Enclosure is an important part of the design. Except for the Pedal and part of the Great, everything is enclosed. The Solo and Orchestral share an enclosure; the Viole Sourdine, Vox Angelica, and Tromba are doubly enclosed. Since there are seven features that require control by shoes (Enclosed Great, Swell, Choir, Solo/Orchestral, Inner Solo/Orchestral, Physharmonika Windschweller, and Crescendo), a settable expression matrix is provided to assign these functions to any of the four shoes, with indicators for each feature. In addition to the usual combination action features, the console also includes a sostenuto function for each manual, permitting pencil-free performance of modern and improvised music.

 

In many ways, the new organ follows the physical arrangement of its predecessor.

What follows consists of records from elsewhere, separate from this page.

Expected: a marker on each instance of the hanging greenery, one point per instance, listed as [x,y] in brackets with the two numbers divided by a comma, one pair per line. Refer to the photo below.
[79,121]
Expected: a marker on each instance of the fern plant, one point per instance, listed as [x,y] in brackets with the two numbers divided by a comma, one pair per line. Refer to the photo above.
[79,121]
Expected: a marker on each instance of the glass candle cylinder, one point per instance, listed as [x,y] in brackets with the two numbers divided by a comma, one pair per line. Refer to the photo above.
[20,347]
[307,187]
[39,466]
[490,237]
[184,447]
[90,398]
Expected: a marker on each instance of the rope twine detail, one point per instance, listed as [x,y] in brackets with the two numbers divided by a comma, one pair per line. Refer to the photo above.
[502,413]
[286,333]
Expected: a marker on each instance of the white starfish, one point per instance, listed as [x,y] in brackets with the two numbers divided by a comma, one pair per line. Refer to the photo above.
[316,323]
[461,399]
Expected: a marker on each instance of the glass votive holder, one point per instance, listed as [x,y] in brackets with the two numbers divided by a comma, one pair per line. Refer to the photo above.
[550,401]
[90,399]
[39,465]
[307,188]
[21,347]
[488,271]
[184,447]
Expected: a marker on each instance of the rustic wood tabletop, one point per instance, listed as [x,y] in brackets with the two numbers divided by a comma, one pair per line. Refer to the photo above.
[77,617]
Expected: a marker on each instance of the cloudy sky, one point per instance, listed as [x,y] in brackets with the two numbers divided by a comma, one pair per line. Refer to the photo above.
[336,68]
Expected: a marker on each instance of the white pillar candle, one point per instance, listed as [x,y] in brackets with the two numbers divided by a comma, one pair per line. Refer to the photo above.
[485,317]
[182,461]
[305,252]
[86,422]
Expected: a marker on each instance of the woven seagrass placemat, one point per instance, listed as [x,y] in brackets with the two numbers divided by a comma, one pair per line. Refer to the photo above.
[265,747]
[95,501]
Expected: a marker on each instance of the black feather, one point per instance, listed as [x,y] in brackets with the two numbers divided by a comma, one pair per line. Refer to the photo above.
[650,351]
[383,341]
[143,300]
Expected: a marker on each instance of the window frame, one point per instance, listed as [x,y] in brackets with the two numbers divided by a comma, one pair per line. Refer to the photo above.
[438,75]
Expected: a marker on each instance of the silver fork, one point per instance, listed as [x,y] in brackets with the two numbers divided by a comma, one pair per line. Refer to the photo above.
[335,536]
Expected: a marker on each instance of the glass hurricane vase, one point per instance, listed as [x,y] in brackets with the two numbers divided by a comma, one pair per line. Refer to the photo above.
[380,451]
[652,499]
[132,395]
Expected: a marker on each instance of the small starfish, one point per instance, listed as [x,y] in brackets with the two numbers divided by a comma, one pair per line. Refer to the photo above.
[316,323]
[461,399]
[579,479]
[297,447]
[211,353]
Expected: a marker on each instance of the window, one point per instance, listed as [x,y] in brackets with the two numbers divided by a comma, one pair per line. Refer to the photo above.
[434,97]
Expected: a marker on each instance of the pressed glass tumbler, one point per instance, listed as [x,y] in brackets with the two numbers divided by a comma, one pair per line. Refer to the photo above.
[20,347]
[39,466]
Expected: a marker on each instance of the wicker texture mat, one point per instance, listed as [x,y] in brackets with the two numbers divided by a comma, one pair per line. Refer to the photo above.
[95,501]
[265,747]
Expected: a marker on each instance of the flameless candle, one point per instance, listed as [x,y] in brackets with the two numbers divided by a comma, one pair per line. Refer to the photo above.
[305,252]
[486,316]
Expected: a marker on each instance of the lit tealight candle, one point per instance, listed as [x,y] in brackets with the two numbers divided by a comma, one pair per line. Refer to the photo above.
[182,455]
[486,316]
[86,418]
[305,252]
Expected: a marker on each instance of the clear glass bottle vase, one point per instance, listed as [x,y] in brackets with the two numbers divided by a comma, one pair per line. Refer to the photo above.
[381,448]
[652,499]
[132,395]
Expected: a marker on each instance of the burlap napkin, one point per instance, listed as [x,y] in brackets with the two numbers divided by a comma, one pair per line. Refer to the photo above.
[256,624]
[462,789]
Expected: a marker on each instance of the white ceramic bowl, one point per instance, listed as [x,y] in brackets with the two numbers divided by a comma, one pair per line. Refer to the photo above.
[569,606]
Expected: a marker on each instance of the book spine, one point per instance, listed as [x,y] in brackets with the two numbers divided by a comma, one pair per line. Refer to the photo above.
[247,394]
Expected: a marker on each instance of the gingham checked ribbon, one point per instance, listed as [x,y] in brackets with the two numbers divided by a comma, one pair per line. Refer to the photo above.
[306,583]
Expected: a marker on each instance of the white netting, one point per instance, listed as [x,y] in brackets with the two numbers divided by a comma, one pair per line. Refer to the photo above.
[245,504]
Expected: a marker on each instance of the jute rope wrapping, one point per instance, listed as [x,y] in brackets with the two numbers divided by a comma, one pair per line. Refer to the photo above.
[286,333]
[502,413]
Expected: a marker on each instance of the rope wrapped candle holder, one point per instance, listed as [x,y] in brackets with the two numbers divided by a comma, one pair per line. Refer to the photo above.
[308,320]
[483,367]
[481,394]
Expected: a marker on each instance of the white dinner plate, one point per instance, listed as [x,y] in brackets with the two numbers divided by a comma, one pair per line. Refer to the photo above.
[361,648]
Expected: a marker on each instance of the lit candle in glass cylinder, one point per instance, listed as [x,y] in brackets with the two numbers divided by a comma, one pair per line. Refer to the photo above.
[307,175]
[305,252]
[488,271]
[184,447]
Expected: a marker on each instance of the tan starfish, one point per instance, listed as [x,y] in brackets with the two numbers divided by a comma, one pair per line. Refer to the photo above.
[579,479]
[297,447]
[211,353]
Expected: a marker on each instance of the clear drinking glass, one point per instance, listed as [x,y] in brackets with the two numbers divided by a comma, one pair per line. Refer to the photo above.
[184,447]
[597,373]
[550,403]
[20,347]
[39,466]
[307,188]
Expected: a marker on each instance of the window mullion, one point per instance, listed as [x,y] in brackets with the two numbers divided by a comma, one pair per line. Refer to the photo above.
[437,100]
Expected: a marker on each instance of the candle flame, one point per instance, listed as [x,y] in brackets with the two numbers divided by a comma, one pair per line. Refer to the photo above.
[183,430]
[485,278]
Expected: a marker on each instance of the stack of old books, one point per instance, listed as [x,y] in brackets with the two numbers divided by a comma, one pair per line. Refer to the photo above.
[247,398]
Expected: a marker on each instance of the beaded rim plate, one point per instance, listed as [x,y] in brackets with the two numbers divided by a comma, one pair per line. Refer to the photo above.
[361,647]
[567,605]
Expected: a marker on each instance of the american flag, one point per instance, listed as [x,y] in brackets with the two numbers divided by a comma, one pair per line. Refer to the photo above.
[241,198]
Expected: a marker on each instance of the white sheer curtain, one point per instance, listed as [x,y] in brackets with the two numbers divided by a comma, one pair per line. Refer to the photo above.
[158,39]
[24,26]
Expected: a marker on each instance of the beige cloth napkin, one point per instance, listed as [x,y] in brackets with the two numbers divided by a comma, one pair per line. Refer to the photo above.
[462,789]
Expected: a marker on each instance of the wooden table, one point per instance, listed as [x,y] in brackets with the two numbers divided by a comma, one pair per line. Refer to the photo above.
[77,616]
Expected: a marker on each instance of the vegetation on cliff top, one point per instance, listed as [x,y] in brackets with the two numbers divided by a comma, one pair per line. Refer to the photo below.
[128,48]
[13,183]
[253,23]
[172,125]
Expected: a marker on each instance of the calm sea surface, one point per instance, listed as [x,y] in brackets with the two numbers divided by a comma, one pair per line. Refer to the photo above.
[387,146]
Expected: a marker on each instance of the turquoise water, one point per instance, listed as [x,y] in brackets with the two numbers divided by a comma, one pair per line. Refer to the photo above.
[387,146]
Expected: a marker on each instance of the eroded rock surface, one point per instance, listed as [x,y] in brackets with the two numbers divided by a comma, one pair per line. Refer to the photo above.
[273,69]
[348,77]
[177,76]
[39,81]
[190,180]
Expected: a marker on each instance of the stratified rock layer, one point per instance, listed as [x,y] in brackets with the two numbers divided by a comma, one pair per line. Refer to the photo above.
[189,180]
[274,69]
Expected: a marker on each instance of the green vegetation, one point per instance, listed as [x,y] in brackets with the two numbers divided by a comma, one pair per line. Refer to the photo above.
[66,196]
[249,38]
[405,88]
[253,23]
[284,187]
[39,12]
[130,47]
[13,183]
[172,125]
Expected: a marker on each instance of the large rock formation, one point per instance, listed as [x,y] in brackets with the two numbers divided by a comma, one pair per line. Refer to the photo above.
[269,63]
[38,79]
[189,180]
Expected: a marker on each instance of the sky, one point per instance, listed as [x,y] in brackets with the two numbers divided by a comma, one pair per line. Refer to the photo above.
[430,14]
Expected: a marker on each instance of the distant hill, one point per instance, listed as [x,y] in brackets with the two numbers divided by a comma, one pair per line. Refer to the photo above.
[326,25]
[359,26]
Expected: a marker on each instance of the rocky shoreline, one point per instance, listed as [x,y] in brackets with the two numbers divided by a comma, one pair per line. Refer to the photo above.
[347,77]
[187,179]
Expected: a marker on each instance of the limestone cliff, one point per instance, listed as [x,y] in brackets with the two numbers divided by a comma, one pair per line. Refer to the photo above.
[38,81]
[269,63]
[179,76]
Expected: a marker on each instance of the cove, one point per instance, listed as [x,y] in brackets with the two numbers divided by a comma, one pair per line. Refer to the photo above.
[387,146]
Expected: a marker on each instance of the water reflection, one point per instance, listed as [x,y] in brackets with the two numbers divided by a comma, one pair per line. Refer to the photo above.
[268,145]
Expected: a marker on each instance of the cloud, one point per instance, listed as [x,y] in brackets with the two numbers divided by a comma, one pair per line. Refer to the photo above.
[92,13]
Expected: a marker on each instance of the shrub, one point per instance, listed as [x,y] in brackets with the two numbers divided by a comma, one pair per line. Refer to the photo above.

The Great and most of the Pedal stand in the chamber above the stage-right seating area, speaking relatively directly through the chamber’s lunette grille. Swell and Choir stand above the hall ceiling, their windchests being several feet higher in elevation than those of the Great and Pedal. Thus, sound from these departments makes a 180° turn through the Great and Pedal chamber on its way to the grille. The Solo and Orchestral are placed on the opposite side of the hall and have relatively direct egress. As the only tall space, the former stage-right Positiv chamber now contains the largest Pedal pipes.

 

 

Slider windchests have a beneficial effect on pipe speech, particularly on lower wind pressures, with the added advantage of compact treble spacing. For these reasons, we’ve employed them in the Great, Swell, and Choir. One of the Great windchests has duplex mechanisms permitting certain Great stops to play in the Pedal. Stops on higher wind pressures, very large pipes, and ranks that play in multiple divisions or at multiple pitches speak from electropneumatic windchests—essentially the Solo, Orchestral, Pedal, and all offset bass pipes.

 

As we designed the organ, we drew on the experience of building our Opus 96 for Bruton Parish Church in Williamsburg. In that instrument, pipes above the ceiling are voiced on higher wind pressure than those below. In Field Hall, the limited height means that the basses of five 16′ stops are installed horizontally. This organ contains more Haskell pipes—186—than any previous Dobson. Thanks to careful planning, every pipe is easily reachable for tuning, and every mechanism is readily serviceable.

 

A project this complex represents the work of many hands. In addition to my talented coworkers, we were assisted by Sapsis Rigging Inc.; by Ortloff Organ Company and Joe Sloane Pipe Organs, who collaborated to rebuild the blower room and restore the Spencer blower; by Richard Frary of Czelusniak et Dugal and Sean O’Donnell, who assisted with the installation; and by John Ourensma and Don Glover, both Dobson alumni, who supplied their expertise during tonal finishing.

 

I have long admired the 19th century’s quieter side, especially those stops seemingly out of step with many of today’s perceived musical needs—sounds that seem to exist for nothing other than to surprise and delight the listener. Working with this organ and these excellent musicians has allowed our team to explore this love in challenging and rewarding ways. And of course, there is also the privilege of working for such a venerable institution, with such a storied past and a clearly exciting future. We trust that Opus 100 will help Curtis celebrate not only its centennial but also many decades of fruitful teaching and music.